As the name “water cave” suggests, the cave is mostly filled with water from a nearby spring. This has created a great opportunity for boat rides in the cave for the tourists and visitors. The boats are linked together with a rope to avoid going off track and getting lost. The first boat in each group is a paddle boat with the guide that pulls the other boats. If you seat in one of the following boats, you can just seat back and enjoy the view.
Geologists believe that the cave is almost 70 million years old. Evidence show that the cave had been inhabited by primitive man. Furthermore artworks on the cave have been dated back as far as 12,000 years ago.
It is believed that even though the existence of Ali Sadr Cave was acknowledged decades ago, its whereabouts and significant depth was forgotten until decades ago when it was rediscovered by a shepherd.
Until 1957, the water level in the cave was so high that made entering and surveying it almost impossible. However the locals used it as a water reservoir to keep their water supply cold during the warm seasons.
It was only in 1957 when as an aftermath of an earthquake, the river flowing to Ali Sadr was dried and the water level descended enough to allow hikers and adventurers explore the cave.

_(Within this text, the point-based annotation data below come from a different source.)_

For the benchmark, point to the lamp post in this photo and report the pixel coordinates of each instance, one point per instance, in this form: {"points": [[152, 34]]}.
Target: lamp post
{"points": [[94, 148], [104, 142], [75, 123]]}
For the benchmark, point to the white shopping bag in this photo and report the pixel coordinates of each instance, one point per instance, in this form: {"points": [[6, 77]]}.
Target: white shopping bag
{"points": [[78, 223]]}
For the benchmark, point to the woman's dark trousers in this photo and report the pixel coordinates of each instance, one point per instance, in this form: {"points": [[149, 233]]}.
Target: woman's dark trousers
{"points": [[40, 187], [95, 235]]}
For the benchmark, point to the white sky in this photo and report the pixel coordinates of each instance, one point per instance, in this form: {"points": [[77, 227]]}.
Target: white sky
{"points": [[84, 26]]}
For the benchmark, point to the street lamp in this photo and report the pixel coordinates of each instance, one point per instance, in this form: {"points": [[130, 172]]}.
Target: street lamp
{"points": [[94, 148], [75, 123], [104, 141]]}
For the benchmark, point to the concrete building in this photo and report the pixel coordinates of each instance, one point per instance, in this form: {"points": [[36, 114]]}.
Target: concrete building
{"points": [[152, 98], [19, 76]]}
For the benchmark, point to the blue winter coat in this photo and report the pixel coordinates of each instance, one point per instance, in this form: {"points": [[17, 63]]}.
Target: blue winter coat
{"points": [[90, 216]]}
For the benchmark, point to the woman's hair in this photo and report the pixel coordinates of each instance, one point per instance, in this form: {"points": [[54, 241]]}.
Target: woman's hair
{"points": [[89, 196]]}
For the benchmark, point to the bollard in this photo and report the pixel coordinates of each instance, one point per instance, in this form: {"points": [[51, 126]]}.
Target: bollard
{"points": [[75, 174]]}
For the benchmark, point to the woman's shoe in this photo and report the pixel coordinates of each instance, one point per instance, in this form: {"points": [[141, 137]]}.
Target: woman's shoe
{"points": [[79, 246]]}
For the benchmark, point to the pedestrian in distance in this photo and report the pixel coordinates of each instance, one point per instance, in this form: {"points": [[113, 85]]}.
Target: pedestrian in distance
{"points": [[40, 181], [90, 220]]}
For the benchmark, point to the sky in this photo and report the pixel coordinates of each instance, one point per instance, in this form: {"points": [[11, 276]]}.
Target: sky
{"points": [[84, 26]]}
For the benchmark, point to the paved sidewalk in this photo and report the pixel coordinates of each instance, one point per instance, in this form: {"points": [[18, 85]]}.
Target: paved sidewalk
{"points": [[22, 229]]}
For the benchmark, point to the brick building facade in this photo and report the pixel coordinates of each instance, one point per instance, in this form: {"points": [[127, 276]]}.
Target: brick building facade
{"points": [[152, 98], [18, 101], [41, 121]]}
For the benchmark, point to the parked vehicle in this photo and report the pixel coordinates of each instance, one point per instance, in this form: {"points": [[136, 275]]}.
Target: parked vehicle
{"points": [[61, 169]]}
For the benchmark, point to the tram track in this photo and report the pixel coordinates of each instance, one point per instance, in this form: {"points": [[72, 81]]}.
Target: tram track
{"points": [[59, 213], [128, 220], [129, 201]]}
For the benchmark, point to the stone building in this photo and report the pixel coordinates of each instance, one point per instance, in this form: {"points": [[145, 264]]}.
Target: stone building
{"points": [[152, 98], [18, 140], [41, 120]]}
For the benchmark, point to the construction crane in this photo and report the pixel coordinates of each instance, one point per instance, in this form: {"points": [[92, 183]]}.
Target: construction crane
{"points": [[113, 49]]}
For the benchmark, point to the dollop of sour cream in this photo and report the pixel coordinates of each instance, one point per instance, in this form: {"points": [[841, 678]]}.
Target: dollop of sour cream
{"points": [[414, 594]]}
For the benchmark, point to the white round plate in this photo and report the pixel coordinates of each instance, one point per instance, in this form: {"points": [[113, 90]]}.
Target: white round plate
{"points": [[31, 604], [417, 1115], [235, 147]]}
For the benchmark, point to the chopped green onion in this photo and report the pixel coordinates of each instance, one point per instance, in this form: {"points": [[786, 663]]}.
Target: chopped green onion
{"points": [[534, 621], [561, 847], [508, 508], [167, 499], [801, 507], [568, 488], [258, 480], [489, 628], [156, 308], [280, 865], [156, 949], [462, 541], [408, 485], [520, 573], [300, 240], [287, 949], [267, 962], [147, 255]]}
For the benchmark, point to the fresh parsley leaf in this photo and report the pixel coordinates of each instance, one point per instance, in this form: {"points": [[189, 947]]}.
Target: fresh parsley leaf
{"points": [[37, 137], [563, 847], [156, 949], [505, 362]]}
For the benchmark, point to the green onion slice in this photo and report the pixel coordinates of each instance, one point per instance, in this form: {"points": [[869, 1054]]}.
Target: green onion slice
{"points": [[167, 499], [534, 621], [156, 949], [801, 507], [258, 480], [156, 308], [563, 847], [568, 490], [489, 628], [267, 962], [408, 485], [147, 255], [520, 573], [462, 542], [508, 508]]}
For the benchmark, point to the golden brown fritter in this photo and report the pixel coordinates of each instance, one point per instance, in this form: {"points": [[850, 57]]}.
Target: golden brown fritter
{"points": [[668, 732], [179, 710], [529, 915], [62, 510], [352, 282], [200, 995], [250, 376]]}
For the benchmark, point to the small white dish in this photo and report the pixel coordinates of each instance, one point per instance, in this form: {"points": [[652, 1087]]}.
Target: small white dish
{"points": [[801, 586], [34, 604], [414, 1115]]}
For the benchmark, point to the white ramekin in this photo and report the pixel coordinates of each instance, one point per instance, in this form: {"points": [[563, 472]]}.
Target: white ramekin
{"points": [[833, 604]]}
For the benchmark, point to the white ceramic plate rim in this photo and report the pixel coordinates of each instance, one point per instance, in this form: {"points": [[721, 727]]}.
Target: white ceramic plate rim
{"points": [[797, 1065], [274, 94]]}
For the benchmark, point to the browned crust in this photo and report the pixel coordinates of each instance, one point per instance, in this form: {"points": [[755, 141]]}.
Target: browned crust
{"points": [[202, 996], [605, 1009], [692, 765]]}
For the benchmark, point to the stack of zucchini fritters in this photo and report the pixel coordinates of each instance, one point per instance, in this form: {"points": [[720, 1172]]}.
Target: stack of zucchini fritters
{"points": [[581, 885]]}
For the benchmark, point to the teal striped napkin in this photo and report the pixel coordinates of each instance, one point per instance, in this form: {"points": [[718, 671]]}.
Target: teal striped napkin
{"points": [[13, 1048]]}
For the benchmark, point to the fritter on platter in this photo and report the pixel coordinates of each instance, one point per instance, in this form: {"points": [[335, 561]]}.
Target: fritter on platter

From then on, developments such as widening the entrance (which initially was just enough to squeeze through), bringing electricity to the cave, creating some platforms for the visitors to take short walks in the cave and/or step on and off the boats, made the cave a major tourist attraction in Iran (almost 5,000 daily visitors).
One of the theories behind the name Ali Sadr is that it is resulted from a spelling mistake that was done by a local contractor in the beginning years of development. As this theory goes, the contractor misspelled Ali Sard (Sard meaning cold in Persian language) and the spelling mistake just stuck with the cave. Another theory is that since this cave was being used as a water reservoir, the original name was Ali Sad (Sad meaning dam in Persian), and over time it was changed to Ali Sadr.
Upon entering the cave, the difference in temperature can clearly be felt, as the weather outside is dry and warm (in spring and summer, which are the best seasons to visit Ali Sadr), but inside is extremely humid and very chill.
The depth of the water in Ali Sadr reaches 14 meters at its deepest section.
Around the cave, many other attractions can be found; handicrafts markets, restaurants and etc. So you can make a good daytrip out of it!